The Supreme Court under Chief Justice John Roberts has been steadily chipping away at agency independence and congressional authority, and analysts have noted that as a young staffer in the Reagan Administration Roberts belonged to a group of lawyers who pushed for more White House control over independent government agencies.

The “time may be ripe to reconsider the existence of such entities, and take action to bring them back within the executive branch,” the future chief justice of the United States advised the White House counsel in a 1983 memo. Independent agencies, he wrote, were a “Constitutional anomaly.”

Origins of Current Case

In March 2025, Rebecca Slaughter — a Democratic appointee to the Federal Trade Commission (FTC) — was dismissed without cause by Donald Trump, prompting her to sue. Lower courts directed her reinstatement as the removals appeared to violate statutory protections. But in September, the Supreme Court let the firing stand while agreeing to hear arguments. 

A month after Slaughter’s removal the president fired NCUA board members and Democratic appointees Todd Harper and Tanya Otsuka, who then filed suit in a case that has drawn parallels to that of Rebecca Slaughter 

Shifting ‘Whims’

Numerous legal analysts, including in credit unions, have posited that a decision overturning Humphrey’s Executor would dramatically expand presidential control over independent agencies, with critics raising concerns that regulatory bodies once insulated from politics could become subject to shifting policy whims every time a new administration takes over. 

All of that makes today’s hearing particularly important for credit unions and NCUA. As reported by Credit Union Daily, the court’s refusal last month to consider the separate lawsuit by the ousted NCUA board members means their fate now likely rides on the outcome of Slaughter. 

Indeed, legal analysts have further suggested that the very future of NCUA itself could hinge on how the nine justices rule.

One Viewpoint

Supporters of agency autonomy say a ruling upholding for-cause protections is essential for preserving stability and protecting financial-institution regulators from partisan interference.
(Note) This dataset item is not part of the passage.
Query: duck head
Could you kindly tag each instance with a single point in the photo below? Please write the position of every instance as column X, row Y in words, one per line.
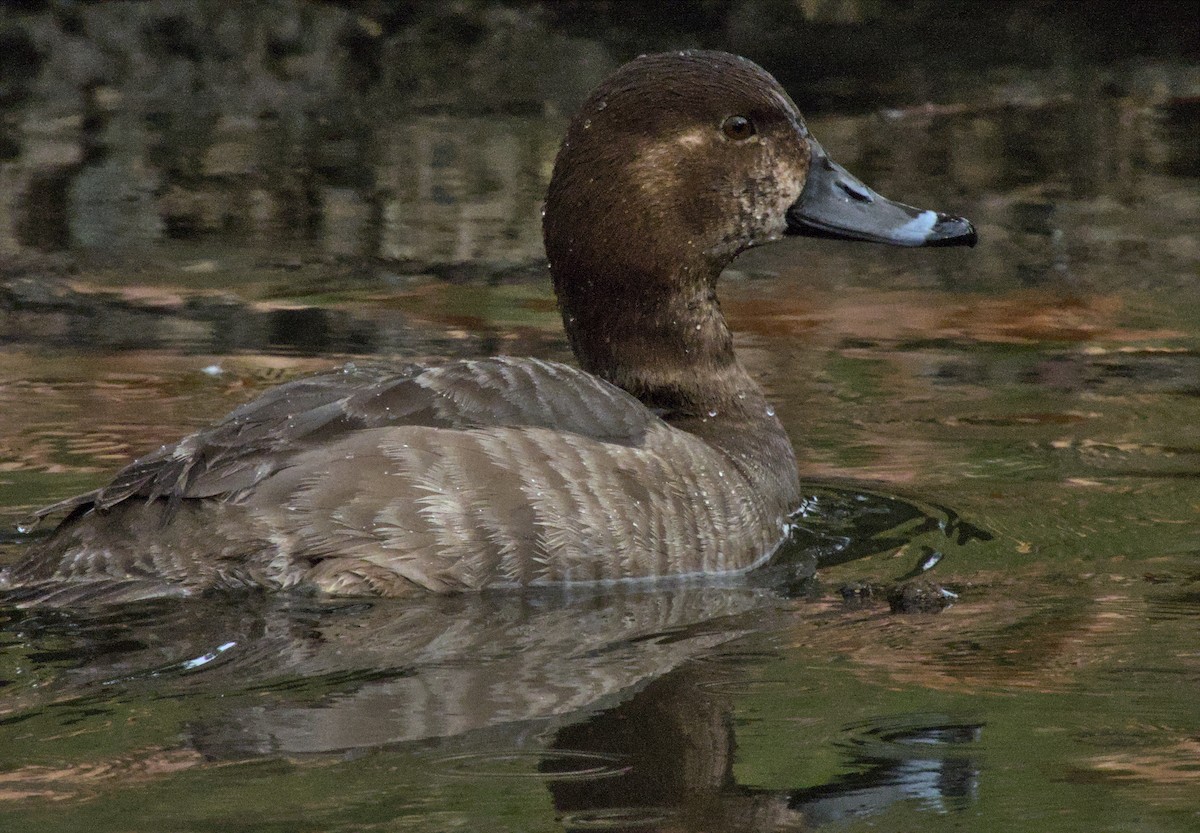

For the NCUA, such a ruling would safeguard its independence, helping ensure consistent oversight and regulatory clarity, both America’s Credit Unions and The Defense Credit Union Council have said. 

A Different Viewpoint

On the other hand, a decision granting the president unfettered removal authority could upend decades of governance norms, making bodies like the FTC, NCUA, the Federal Deposit Insurance Corporation (FDIC), and others more directly subject to political swings, injecting greater uncertainty for credit unions, their members and the broader financial-regulation landscape as new presidents appoint new board members and commissioners with vastly different regulatory viewpoints. 

A decision in the case is not expected until the Spring of 2026.

The CU Daily will have full coverage of the arguments made before the court today.